Implement an LRU cache with follow-ups

Company: LinkedIn

Role: Software Engineer

Category: Coding & Algorithms

Difficulty: medium

Interview Round: Onsite

# Coding: Implement an LRU Cache and discuss concurrency Design and implement an in-memory Least Recently Used (LRU) cache data structure. The cache should: - Have a fixed capacity N specified at construction time - Store key-value pairs where keys and values are integers (for simplicity) - Support the following operations in average O(1) time: - get(key): - If the key exists, return its value and mark this key as the most recently used - If the key does not exist, return -1 - put(key, value): - Insert or update the key with the given value - If inserting a new key causes the number of keys to exceed capacity N, evict the least recently used key from the cache before inserting Clarify and then implement the following: 1. Describe the data structures you would use to achieve O(1) time for both get and put. 2. Implement the LRU cache class with constructor(capacity), get(key), and put(key, value) methods. 3. Explain the time and space complexity of your implementation. Follow-up (conceptual and design, not necessarily full code): 4. How would you modify your LRU cache so that it is safe to use from multiple threads concurrently? - Discuss possible approaches such as coarse-grained locking, fine-grained locking, or using concurrent data structures. - Talk about trade-offs between simplicity, contention, and performance. 5. What race conditions or consistency issues might occur if multiple threads call get and put at the same time, and how does your design avoid them?
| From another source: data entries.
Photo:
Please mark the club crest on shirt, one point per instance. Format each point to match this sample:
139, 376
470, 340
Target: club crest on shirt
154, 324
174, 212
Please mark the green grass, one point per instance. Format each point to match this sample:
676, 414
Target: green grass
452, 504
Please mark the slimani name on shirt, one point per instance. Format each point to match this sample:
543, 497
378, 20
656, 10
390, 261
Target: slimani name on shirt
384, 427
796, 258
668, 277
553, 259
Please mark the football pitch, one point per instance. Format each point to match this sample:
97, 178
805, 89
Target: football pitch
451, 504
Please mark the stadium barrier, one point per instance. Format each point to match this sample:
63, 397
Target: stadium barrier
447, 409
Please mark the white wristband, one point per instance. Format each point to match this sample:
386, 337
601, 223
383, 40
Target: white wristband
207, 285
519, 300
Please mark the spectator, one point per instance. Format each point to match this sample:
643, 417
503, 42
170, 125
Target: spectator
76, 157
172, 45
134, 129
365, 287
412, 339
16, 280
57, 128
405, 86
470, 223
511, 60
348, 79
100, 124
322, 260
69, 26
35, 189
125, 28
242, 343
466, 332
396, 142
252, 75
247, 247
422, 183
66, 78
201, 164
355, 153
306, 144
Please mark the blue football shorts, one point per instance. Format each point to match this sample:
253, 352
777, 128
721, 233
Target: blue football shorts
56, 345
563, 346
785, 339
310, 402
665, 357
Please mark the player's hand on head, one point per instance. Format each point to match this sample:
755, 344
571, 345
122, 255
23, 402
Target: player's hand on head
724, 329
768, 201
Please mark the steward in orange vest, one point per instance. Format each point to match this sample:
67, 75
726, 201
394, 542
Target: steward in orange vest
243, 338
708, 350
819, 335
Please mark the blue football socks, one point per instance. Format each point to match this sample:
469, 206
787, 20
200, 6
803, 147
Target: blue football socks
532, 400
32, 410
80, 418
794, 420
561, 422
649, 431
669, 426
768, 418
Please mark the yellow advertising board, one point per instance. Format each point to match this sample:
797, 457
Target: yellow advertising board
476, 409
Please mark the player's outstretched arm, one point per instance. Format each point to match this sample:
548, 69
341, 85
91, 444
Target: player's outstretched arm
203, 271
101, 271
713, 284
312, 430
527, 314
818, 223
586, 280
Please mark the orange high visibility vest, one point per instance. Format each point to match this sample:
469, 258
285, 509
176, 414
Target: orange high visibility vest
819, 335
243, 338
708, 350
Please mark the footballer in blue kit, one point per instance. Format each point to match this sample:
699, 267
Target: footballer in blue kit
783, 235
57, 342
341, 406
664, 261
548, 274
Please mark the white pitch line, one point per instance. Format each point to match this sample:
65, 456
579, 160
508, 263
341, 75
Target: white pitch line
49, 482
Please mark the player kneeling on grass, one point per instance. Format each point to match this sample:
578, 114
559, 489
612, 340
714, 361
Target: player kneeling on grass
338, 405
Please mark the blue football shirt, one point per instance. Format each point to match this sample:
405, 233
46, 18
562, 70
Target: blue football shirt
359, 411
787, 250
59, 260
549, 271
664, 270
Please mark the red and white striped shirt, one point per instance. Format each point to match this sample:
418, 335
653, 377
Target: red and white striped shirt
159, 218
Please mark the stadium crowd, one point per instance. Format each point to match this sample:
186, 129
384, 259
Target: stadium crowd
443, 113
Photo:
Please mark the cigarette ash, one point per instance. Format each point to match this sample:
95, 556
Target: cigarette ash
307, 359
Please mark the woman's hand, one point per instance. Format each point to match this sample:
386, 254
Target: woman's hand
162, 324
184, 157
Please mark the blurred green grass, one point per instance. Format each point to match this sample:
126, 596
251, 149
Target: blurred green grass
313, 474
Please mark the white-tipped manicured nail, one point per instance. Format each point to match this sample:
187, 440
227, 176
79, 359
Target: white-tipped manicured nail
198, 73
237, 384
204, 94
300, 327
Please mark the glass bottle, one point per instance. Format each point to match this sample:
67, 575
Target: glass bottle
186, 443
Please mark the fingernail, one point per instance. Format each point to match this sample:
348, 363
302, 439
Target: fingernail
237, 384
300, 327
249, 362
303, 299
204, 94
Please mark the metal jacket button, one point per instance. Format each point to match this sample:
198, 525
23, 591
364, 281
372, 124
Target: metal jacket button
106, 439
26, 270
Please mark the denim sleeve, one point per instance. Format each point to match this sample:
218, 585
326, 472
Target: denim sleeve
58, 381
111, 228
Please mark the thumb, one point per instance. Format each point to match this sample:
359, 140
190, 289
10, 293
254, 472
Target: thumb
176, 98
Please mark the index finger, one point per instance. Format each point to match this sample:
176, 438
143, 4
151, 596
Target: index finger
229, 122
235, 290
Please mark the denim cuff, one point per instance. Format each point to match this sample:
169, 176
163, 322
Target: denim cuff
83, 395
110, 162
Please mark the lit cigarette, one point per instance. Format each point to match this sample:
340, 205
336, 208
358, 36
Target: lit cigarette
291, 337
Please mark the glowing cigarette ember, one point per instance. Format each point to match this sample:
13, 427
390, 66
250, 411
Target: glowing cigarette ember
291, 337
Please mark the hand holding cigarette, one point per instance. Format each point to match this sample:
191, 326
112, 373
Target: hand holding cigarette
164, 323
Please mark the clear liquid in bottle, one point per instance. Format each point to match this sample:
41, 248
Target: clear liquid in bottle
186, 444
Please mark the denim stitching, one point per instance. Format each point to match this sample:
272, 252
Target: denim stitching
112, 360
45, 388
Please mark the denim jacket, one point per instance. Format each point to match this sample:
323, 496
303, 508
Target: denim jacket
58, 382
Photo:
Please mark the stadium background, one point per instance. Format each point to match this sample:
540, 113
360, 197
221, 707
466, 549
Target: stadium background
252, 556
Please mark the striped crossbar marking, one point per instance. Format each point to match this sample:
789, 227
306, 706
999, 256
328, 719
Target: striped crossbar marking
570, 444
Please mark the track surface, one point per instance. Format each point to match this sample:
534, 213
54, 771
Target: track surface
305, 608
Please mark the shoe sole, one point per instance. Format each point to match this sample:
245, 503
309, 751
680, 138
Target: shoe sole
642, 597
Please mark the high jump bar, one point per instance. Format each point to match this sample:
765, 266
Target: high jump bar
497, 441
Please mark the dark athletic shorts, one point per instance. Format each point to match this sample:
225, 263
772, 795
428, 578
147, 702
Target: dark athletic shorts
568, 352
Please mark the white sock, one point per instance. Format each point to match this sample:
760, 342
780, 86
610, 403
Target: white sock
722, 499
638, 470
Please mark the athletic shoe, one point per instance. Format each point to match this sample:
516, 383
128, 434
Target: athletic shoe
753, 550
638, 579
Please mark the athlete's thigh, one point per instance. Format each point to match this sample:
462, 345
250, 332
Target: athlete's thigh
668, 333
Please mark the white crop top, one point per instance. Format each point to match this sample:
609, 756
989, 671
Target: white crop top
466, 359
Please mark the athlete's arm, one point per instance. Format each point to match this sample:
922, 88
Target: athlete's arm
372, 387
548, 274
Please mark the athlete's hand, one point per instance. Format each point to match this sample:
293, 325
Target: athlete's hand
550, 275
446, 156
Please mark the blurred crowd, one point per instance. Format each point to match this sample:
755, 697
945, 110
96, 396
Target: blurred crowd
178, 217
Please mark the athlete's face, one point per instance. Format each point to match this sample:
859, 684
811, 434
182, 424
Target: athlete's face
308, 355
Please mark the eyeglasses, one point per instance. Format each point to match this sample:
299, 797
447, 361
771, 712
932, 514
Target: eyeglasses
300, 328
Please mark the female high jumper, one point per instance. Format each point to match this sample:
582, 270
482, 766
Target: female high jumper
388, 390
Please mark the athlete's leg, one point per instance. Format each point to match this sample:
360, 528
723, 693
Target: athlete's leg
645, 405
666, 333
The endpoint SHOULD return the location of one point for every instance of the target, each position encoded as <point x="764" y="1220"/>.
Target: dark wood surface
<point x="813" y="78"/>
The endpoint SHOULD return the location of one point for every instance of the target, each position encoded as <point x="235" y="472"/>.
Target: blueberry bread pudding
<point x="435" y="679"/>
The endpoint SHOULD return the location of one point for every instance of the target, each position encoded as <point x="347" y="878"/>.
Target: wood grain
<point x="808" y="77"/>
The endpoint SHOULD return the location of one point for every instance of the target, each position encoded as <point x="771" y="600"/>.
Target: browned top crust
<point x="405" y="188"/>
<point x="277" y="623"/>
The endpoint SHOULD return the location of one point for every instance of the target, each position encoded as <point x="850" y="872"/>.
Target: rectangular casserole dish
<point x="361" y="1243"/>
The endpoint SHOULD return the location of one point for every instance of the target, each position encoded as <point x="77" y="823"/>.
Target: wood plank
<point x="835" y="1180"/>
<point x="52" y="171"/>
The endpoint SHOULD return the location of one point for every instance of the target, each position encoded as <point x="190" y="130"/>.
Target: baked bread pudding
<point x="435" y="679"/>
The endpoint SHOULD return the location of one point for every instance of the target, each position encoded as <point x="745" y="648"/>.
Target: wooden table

Quick Answer: This question evaluates understanding of core data structures and algorithms for designing an efficient LRU cache as well as knowledge of concurrency and synchronization for thread-safe access.

Implement solution(capacity, operations). operations contains ["put", key, value] and ["get", key]. Return get results, using -1 for missing keys. Both get and put update recency.

Constraints

  • capacity is fixed at construction time
  • keys and values are integers

Examples

Input: (2, [['put', 1, 1], ['put', 2, 2], ['get', 1], ['put', 3, 3], ['get', 2], ['put', 4, 4], ['get', 1], ['get', 3], ['get', 4]])

Expected Output: [1, -1, -1, 3, 4]

Input: (2, [['put', 2, 1], ['put', 2, 2], ['get', 2], ['put', 1, 1], ['put', 4, 1], ['get', 2]])

Expected Output: [2, -1]

Input: (1, [['get', 9], ['put', 9, 90], ['get', 9]])

Expected Output: [-1, 90]

Hints

  1. A dictionary plus a doubly-linked order or OrderedDict supports O(1) average operations.